DIVORCE AFTER 55: POSSIBLE FINANCIAL IMPLICATIONS TO KNOW ABOUT
The divorce rate of those who are 55 years or older has doubled within the last 20 years.
If you’re headed to court for a so-called “gray divorce” after many years of marriage, chances are that your financial stability for retirement could be at risk.
Organizing assets for the big split
Older spouses have often accrued more assets, which can make splitting them up increasingly difficult. To prepare for this tiresome task, start making a list of all of the assets you acquired during your marriage that were not specifically gifted or inherited to you exclusively.

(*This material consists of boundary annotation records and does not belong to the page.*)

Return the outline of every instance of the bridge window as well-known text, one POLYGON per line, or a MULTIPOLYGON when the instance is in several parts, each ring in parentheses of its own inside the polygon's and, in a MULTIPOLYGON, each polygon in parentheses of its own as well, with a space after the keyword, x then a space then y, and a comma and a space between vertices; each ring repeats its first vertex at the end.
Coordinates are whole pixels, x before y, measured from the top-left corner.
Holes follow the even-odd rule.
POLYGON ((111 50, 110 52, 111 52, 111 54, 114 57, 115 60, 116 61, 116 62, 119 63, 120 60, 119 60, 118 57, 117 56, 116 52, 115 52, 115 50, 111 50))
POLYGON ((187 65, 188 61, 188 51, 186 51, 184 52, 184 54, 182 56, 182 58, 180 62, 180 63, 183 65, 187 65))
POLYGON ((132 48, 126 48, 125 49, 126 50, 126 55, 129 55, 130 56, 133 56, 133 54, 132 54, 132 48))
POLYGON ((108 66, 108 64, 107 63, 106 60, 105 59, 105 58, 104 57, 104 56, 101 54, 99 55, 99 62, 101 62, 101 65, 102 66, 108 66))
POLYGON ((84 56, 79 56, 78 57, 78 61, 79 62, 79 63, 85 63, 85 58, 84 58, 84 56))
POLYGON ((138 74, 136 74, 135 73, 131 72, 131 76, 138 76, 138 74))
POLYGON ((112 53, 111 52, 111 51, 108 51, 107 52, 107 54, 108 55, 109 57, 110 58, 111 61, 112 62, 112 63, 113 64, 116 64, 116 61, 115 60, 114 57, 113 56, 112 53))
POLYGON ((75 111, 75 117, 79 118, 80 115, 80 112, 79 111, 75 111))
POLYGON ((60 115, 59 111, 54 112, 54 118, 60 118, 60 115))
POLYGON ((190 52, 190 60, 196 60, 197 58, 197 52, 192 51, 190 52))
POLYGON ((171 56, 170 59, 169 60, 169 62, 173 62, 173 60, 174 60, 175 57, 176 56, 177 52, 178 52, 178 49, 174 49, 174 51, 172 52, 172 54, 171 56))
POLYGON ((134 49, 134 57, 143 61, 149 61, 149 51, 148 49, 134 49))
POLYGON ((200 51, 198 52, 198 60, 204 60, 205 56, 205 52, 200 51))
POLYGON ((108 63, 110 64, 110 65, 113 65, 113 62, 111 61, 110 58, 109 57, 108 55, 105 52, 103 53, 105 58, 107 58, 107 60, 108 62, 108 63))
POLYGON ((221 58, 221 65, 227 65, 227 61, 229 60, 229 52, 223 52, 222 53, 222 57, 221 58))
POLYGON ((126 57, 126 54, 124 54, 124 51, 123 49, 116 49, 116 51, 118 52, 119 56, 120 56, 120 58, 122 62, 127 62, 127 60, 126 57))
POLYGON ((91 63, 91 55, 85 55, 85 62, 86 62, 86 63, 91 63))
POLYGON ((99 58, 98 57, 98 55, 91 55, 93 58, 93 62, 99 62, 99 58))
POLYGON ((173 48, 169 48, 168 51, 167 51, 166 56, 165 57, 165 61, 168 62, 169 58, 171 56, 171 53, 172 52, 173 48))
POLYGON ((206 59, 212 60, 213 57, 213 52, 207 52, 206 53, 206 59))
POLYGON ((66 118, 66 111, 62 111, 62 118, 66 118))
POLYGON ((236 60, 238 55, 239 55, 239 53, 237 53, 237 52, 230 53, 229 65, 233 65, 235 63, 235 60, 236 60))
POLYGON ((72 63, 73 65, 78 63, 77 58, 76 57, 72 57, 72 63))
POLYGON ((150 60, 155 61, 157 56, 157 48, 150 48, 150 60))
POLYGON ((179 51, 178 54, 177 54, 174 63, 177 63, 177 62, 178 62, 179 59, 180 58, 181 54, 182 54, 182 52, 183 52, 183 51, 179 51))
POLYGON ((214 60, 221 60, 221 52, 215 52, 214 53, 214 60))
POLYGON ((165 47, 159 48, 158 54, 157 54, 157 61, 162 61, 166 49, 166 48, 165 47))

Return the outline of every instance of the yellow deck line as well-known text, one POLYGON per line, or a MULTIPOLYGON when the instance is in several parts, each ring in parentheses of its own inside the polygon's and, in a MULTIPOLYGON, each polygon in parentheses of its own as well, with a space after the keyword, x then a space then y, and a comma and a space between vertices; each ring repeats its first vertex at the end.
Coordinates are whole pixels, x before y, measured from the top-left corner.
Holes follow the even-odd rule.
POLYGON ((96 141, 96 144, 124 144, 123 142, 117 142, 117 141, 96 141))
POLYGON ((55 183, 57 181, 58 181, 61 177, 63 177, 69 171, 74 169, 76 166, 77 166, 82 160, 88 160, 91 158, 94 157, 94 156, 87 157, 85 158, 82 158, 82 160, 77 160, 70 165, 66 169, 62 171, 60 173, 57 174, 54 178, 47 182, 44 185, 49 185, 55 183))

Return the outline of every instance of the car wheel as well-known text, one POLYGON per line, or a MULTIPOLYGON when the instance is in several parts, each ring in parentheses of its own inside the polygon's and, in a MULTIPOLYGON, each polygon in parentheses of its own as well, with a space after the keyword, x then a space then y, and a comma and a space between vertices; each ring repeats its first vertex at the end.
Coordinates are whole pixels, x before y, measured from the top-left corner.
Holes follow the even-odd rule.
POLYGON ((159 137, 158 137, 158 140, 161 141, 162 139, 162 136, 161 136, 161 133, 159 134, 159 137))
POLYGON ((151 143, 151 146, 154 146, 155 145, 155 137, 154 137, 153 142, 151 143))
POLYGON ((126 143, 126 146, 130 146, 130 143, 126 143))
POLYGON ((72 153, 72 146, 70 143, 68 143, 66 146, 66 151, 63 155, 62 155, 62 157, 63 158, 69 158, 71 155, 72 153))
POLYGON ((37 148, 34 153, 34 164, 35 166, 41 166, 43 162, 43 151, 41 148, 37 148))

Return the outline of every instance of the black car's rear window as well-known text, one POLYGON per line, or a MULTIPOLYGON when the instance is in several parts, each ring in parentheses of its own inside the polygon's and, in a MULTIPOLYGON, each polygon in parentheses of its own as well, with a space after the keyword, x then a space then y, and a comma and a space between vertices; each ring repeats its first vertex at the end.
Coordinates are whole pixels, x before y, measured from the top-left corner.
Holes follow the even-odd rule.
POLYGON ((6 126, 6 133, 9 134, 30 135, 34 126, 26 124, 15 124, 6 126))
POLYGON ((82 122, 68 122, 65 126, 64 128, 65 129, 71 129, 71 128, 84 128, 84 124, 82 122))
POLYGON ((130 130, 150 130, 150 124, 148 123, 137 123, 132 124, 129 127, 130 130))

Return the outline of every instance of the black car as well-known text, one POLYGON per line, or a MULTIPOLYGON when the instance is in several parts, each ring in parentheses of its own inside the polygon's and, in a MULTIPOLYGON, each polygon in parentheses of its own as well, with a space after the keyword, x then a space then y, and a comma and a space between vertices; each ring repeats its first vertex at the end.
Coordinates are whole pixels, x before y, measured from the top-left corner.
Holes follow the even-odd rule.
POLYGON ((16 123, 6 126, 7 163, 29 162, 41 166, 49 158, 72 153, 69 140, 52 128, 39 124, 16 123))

If this list is nearly everything you own, you may want to start with high-price items. For antiques, a professional may be used to assess the value of your items.

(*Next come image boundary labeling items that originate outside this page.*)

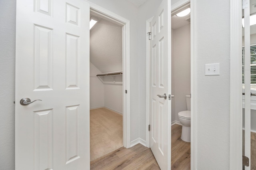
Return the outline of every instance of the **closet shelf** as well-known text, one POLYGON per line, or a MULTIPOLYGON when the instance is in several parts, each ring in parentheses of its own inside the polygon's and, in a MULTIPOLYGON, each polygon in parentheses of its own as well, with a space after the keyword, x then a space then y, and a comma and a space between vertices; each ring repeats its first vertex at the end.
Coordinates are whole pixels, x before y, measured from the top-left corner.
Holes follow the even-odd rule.
POLYGON ((111 72, 109 73, 102 73, 102 74, 98 74, 96 75, 97 76, 102 76, 103 75, 116 75, 117 74, 122 74, 123 71, 116 71, 116 72, 111 72))

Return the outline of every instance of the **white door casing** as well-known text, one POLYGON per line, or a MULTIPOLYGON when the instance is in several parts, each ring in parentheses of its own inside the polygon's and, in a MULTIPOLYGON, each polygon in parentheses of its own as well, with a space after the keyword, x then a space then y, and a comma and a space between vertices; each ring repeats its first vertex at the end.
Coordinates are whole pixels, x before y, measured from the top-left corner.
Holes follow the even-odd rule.
POLYGON ((249 158, 249 166, 245 170, 251 169, 251 57, 250 40, 250 5, 244 10, 244 156, 249 158))
POLYGON ((150 147, 161 169, 171 162, 171 7, 163 0, 150 23, 150 147), (166 93, 167 99, 157 95, 166 93))
POLYGON ((16 168, 89 169, 89 5, 17 0, 16 15, 16 168))

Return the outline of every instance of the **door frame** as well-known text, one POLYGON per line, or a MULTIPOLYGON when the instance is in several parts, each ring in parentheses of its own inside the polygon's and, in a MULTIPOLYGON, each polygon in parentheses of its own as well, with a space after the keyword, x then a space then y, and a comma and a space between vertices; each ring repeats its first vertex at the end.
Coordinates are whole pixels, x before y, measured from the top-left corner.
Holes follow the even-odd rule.
POLYGON ((230 2, 230 169, 242 168, 242 1, 230 2))
MULTIPOLYGON (((196 135, 196 115, 194 113, 195 112, 196 103, 196 49, 195 44, 196 42, 196 21, 195 14, 195 2, 193 0, 181 0, 176 4, 172 5, 171 11, 172 11, 175 9, 182 6, 184 4, 190 2, 190 37, 191 37, 191 170, 196 169, 196 162, 195 158, 196 153, 194 151, 196 150, 196 143, 194 141, 195 139, 196 135)), ((170 15, 171 14, 170 14, 170 15)), ((146 32, 150 32, 150 23, 152 20, 152 18, 149 19, 146 21, 146 32)), ((150 123, 150 43, 148 41, 148 36, 146 36, 146 146, 150 147, 150 132, 148 130, 148 125, 150 123)), ((170 123, 171 123, 170 122, 170 123)))
POLYGON ((130 147, 130 21, 89 2, 90 14, 122 26, 123 144, 130 147), (125 93, 127 91, 127 93, 125 93))

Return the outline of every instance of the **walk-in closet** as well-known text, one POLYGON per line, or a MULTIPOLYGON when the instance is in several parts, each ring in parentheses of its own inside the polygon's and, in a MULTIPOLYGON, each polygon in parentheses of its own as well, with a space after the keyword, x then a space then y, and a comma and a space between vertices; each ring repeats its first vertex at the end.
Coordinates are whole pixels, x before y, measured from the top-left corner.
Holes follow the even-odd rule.
POLYGON ((122 26, 92 15, 90 20, 92 161, 123 146, 123 71, 122 26))

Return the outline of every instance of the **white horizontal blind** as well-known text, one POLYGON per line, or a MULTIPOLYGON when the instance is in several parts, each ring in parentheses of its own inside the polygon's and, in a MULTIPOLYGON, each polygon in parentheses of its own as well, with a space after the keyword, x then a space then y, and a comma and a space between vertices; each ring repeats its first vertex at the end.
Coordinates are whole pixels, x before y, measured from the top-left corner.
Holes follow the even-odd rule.
MULTIPOLYGON (((250 47, 251 89, 256 90, 256 44, 250 47)), ((242 82, 244 84, 244 47, 242 49, 242 82)))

Be aware that if your marriage lasted more than 10 years, your 401k, social security benefits, retirement savings and pension are all likely to be split in the divorce proceedings.
Seeking spousal support
Studies have found that 27 percent of women over age 50 wind up living at or below the poverty level when they get divorced.

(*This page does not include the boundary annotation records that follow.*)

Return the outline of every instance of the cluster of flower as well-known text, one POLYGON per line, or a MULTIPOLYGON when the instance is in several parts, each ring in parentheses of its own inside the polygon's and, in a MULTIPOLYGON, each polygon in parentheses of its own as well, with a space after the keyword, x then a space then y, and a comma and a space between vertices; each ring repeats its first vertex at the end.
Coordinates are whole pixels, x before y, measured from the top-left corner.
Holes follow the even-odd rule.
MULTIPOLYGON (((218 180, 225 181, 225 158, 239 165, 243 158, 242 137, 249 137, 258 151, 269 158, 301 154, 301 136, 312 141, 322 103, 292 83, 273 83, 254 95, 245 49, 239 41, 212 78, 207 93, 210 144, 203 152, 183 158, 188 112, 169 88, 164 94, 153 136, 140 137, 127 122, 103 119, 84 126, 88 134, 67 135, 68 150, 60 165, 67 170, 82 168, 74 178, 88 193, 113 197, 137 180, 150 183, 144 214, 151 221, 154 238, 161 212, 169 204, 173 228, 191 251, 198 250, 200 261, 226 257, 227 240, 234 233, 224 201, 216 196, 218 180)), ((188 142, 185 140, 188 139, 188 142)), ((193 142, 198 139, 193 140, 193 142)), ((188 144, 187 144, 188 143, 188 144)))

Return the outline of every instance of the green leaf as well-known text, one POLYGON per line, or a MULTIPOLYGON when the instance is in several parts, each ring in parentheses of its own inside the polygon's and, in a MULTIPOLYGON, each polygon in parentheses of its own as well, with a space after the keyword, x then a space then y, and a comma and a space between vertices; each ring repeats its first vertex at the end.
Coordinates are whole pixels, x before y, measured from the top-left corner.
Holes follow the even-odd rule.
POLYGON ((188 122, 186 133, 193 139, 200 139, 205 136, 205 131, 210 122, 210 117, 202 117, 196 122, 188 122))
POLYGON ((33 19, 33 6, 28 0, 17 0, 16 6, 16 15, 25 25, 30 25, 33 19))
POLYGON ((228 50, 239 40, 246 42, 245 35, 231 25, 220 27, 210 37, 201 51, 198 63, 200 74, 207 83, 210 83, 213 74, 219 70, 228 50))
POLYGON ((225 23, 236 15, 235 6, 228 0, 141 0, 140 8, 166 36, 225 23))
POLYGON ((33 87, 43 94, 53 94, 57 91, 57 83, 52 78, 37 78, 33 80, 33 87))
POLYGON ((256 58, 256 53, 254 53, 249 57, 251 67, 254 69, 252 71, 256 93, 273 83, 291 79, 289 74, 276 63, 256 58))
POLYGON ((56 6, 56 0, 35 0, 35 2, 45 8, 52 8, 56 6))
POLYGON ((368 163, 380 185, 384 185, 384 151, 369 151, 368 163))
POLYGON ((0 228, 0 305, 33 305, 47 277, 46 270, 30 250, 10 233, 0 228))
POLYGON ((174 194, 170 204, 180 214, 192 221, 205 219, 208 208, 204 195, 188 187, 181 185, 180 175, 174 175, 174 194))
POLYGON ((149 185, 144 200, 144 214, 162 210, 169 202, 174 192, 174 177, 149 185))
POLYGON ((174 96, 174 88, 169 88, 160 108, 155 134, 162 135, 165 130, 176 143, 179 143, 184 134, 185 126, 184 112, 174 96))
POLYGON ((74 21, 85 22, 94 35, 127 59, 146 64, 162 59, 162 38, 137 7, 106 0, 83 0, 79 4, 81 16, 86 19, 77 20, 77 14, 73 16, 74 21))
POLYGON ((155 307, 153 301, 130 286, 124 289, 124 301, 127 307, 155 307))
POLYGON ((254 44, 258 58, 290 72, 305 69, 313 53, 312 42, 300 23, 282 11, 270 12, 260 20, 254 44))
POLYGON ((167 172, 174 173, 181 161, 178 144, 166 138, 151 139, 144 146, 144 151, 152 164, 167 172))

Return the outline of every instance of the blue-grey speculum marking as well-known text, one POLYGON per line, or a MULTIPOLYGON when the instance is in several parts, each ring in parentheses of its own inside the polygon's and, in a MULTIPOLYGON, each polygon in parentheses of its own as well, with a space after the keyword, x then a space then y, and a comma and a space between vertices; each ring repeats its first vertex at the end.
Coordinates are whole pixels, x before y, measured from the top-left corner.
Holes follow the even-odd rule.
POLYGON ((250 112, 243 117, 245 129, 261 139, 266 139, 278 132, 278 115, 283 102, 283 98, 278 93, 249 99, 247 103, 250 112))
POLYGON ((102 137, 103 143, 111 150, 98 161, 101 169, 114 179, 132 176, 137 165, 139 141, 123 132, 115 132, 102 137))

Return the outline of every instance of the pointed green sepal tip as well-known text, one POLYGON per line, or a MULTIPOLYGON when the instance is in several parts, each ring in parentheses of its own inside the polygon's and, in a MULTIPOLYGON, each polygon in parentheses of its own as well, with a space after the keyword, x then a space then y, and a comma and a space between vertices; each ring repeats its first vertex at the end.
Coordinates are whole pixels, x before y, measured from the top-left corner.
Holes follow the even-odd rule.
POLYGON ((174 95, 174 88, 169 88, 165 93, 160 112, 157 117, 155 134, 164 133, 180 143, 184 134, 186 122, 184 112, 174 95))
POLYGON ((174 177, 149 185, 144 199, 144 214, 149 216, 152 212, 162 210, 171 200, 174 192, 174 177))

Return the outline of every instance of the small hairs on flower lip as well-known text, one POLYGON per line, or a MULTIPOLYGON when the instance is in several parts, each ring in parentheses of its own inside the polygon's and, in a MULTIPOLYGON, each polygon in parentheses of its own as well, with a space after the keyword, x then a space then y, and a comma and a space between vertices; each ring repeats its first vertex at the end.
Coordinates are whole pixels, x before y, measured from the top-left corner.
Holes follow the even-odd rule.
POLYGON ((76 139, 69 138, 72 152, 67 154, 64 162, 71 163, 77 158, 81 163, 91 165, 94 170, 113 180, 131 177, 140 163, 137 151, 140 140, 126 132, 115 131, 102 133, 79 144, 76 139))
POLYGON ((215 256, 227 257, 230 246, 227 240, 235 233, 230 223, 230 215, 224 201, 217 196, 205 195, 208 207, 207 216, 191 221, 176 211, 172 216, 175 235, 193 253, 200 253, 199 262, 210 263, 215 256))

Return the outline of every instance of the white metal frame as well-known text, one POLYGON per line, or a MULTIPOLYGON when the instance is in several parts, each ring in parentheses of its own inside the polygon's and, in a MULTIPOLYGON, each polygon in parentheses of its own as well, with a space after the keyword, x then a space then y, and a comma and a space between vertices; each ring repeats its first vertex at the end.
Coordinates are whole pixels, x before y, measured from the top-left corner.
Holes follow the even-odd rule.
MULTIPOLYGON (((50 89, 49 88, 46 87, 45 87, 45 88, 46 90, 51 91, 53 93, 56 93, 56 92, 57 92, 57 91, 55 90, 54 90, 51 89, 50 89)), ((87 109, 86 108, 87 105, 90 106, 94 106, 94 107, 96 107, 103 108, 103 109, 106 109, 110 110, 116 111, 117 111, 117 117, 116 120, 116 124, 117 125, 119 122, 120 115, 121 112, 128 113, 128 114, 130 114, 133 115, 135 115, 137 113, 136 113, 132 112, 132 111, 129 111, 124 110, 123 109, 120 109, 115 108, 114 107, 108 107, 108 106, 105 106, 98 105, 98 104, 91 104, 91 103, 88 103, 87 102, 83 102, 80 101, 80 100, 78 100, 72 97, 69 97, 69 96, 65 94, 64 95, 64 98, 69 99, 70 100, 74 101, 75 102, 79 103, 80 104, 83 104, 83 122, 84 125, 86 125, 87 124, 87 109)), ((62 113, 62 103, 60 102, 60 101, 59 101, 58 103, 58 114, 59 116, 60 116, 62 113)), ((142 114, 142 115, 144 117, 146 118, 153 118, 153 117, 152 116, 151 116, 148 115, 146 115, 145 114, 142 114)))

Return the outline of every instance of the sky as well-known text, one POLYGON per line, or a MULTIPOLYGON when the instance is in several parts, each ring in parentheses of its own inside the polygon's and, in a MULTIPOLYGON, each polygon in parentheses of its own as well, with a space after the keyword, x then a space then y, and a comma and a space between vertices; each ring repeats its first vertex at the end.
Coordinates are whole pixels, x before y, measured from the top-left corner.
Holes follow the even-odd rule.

Older women who sacrificed a career to raise their family are most likely to face this financial hardship. However, a skilled attorney may be able to help you seek spousal support to supplement your finances after divorce.
The amount of spousal support that is awarded is usually determined by whatever amount is required to maintain the lifestyle the spouse had prior to divorce, rather than meeting just the bare necessities.a
Avoiding financial crisis
Grey divorces usually take a long time and can be costly. However, baring the expense of an attorney is likely to be the best way to get a financially feasible outcome from the proceeding.
Someone who has experience navigating California family law can guide you through the proceeding by helping you gather necessary legal documents, make negotiations in your favor, organize your assets, seek spousal support and file the resulting paperwork.